Pese a todo, puede que ya no estuvieran en la flor de la juventud, pero tampoco es que fuesen plantas marchitas.
Los dos sobrepasaban por poco el metro ochenta de estatura.
Aunque nacidos el mismo año, once meses separaban su fecha de nacimiento.
Fernando vino al mundo a principios del mes de enero y Rodrigo a mediados de diciembre.
Rodrigo, ancho de hombros, sin una pizca de grasa, con un cuerpo fibroso, gozaba de una excelente forma física a pesar de acercarse inexorablemente a la séptima década de su vida.
Fernando, por el contrario, debía esforzarse a diario para lograr contrarrestar la persistente curvatura de su abdomen.
Tanto el uno como el otro habían tenido indudable éxito en su respectivas profesiones.
Cada cual a su manera había trabajado su estética personal.
Bueno, como saltaba a la vista, uno bastante más que otro.
Rodrigo, pese a la inesperada condena a muerte, lucía un bronceado saludable y vivía al margen de superfluas sofisticaciones.
Por esa misma razón y manteniéndose fiel a sus ideas, vestía de manera informal.
Unos pantalones vaqueros descoloridos Levi’s 501, unas zapatillas embarradas Converse All Star, una camiseta arrugada adquirida en uno de los numerosos establecimientos del grupo Inditex y la joya de la corona, una chaqueta de cuero de Claude Montana.
Esta última, una reliquia icónica con más de treinta años de existencia de la que Rodrigo no se separaba jamás.
Fernando, por su parte, sibarita, siempre elegante, de exquisitas maneras y gustos refinados, lucía un traje impecable de tres piezas confeccionado a medida por uno de los mejores sastres londinenses de Savile Row con el pliegue de los pantalones perfectamente planchado.

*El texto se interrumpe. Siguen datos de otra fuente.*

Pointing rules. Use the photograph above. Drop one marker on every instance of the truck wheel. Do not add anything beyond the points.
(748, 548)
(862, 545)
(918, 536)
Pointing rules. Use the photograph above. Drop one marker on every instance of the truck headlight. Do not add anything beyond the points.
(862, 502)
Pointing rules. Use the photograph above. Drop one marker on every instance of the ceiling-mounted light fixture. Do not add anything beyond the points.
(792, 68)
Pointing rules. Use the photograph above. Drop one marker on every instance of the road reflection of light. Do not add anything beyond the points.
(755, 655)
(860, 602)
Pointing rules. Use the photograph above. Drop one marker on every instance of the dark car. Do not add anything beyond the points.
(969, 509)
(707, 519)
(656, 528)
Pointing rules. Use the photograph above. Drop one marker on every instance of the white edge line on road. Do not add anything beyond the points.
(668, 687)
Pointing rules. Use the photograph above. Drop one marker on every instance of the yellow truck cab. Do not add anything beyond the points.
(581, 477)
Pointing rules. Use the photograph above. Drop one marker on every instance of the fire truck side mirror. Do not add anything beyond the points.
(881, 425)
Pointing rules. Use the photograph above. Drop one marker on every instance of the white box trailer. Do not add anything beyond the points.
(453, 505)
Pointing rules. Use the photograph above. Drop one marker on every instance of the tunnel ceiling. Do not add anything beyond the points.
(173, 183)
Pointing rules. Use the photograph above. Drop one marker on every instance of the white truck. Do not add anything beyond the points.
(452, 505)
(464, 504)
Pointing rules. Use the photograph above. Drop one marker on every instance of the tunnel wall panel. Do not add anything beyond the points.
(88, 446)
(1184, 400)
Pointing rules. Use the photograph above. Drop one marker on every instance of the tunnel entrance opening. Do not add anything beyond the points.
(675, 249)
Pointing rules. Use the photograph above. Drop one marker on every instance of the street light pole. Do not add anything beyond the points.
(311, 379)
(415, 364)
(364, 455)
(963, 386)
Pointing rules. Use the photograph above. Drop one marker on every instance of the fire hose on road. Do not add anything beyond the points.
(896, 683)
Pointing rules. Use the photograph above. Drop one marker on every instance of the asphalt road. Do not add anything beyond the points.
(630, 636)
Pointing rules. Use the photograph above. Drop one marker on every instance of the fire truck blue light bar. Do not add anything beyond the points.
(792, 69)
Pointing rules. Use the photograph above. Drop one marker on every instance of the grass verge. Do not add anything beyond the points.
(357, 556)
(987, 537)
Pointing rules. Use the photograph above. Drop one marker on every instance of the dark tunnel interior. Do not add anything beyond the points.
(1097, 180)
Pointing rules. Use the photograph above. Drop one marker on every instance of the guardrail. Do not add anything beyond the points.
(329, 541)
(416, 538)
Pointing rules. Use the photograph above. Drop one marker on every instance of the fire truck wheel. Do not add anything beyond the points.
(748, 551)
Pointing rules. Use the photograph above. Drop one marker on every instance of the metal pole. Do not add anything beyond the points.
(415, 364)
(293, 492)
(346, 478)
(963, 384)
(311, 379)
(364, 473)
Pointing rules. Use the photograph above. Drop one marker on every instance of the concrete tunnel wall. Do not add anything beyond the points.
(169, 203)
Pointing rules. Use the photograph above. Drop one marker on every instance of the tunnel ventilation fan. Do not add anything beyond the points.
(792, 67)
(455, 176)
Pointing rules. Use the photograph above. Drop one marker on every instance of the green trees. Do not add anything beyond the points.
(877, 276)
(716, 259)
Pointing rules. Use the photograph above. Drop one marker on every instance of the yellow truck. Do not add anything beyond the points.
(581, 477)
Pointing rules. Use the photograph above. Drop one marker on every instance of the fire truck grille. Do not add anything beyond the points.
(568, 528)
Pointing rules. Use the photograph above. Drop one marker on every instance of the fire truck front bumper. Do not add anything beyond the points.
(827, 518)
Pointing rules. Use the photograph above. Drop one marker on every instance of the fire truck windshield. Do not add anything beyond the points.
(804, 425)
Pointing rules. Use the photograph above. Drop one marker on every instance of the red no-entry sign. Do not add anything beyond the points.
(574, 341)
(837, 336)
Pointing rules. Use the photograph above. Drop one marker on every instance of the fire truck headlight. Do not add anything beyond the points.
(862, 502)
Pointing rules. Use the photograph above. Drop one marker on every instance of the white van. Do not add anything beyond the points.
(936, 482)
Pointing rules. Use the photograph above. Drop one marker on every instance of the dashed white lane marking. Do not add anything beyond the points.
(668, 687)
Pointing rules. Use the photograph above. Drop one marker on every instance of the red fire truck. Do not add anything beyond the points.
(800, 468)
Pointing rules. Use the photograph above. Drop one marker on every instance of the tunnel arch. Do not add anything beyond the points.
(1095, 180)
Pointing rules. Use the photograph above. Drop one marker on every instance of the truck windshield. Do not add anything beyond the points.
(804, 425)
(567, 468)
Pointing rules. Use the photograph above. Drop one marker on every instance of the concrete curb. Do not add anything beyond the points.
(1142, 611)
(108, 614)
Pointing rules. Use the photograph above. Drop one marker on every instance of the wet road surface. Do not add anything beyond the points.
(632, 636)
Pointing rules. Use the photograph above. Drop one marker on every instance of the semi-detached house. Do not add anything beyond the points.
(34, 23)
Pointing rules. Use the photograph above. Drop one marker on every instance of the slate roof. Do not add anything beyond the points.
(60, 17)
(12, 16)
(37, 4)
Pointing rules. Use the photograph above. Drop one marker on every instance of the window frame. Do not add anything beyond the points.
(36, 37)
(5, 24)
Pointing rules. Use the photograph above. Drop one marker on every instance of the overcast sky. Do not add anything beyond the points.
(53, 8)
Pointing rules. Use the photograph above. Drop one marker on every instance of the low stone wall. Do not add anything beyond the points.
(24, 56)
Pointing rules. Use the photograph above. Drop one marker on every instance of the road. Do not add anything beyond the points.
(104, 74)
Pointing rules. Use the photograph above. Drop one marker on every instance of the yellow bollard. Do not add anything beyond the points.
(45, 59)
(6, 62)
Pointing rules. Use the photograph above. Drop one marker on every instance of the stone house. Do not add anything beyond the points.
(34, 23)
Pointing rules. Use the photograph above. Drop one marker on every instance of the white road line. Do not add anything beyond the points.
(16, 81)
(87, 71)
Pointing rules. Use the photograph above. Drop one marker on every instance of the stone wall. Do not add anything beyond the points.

El cuello de la camisa almidonado así como una pajarita a juego con el pañuelo que desbordaba del bolsillo superior de la chaqueta completaba su clásica y conservadora indumentaria.

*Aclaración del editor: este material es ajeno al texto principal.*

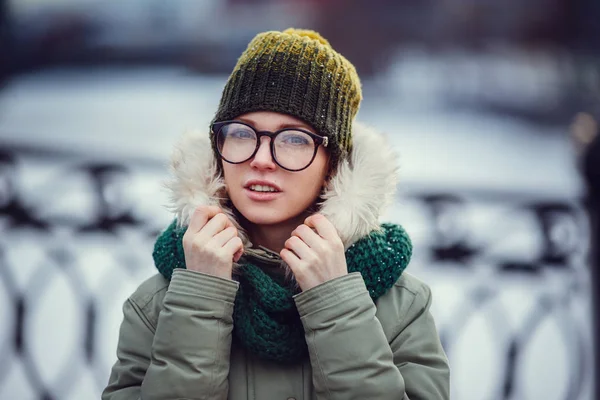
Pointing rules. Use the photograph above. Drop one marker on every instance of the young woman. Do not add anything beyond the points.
(276, 280)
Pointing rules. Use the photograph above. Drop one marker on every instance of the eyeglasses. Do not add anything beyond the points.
(291, 149)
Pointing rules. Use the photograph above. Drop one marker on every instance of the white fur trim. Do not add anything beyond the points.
(354, 199)
(357, 195)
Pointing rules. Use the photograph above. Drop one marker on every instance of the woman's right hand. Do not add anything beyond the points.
(211, 243)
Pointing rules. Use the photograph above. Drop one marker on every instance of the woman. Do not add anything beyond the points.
(276, 280)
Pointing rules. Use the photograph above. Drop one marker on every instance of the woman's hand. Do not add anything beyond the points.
(211, 243)
(315, 257)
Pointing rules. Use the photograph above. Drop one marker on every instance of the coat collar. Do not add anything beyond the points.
(354, 198)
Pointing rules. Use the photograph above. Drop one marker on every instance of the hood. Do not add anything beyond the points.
(353, 200)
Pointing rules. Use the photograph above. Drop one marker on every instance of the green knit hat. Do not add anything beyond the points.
(296, 72)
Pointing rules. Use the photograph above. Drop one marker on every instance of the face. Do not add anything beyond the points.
(295, 191)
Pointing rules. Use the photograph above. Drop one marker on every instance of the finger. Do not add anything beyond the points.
(224, 236)
(300, 248)
(324, 228)
(308, 236)
(234, 246)
(238, 254)
(201, 216)
(216, 224)
(290, 259)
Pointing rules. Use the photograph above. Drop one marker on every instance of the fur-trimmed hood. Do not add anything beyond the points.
(353, 200)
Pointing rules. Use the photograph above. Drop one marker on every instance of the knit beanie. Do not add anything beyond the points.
(296, 72)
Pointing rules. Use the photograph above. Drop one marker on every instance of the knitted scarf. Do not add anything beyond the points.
(266, 321)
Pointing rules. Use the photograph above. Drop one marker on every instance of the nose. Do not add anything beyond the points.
(263, 159)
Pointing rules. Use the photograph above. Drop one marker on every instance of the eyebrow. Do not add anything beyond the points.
(282, 126)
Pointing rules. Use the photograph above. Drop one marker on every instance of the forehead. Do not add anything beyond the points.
(268, 120)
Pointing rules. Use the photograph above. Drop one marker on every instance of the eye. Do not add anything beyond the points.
(240, 132)
(295, 138)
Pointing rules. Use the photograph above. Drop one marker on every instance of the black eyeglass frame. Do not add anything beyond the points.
(318, 141)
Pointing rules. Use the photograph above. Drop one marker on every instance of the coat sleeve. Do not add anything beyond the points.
(351, 356)
(187, 354)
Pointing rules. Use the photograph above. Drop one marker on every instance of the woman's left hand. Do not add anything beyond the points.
(315, 256)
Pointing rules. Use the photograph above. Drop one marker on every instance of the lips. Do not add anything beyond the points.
(256, 182)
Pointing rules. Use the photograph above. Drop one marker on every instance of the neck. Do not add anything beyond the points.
(273, 237)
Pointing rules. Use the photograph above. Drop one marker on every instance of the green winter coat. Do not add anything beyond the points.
(175, 340)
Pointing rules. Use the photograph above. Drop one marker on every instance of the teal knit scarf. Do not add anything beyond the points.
(266, 321)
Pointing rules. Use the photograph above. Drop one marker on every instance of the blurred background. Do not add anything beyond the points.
(493, 107)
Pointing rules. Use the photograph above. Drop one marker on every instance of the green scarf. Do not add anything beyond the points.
(266, 321)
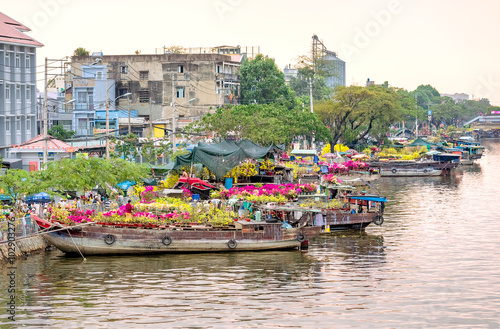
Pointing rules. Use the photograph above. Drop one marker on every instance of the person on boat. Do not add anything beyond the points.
(128, 210)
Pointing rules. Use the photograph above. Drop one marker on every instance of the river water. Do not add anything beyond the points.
(435, 262)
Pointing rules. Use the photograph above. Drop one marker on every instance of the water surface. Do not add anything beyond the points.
(435, 262)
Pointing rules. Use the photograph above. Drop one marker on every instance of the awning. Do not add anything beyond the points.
(369, 198)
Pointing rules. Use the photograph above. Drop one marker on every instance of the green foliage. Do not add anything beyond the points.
(263, 83)
(80, 51)
(264, 124)
(83, 174)
(355, 112)
(300, 85)
(127, 147)
(58, 132)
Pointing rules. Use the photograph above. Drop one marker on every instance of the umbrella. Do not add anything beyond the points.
(41, 197)
(125, 185)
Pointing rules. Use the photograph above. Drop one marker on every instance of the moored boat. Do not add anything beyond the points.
(95, 239)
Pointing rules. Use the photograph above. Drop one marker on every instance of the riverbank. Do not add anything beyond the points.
(23, 246)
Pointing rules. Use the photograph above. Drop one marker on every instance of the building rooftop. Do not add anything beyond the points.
(11, 31)
(52, 144)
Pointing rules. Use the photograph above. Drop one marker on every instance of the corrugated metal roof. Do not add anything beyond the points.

Obviamente, no podían faltar los zapatos Churchs pulcramente lustrados.
Incluso cuando se cubría con la inmaculada bata blanca que colgaba del perchero Thonet y que combinaba a la perfección con las canas que adornaban las sienes de su poblada cabellera, el conjunto resultante le confería el aspecto imperial de un tribuno romano.
Para rizar el rizo, un cordón brillante de seda negra sujetaba las gafas de concha de carey que colgaban de su cuello.
—De acuerdo, tú ganas —concedió el médico al cabo de un momento, dándose por vencido, añadiendo de inmediato una matización esencial—, para qué vamos a engañarnos, es cosa de mi mujer.
—¿Quién es el pintor? —inquirió Rodrigo.
—Se llama Kim en Joong —ilustró el oncólogo.
—¿Coreano?
—¿Cómo lo sabes? —preguntó estupefacto.
—Hombre, Fernando, por el nombre. ¿Cómo si no?
—Ya veo —convino el doctor antes de aclarar—. Es un sacerdote.
—Un monje, querrás decir —puntualizó Rodrigo.
—No, un sacerdote. Dominico por más señas. Le llaman «el pintor de la luz» —informó Fernando—. Isabel ha entrado en una etapa de misticismo religioso, cosa rara en ella y que, como podrás suponer, a mí me alegra enormemente—.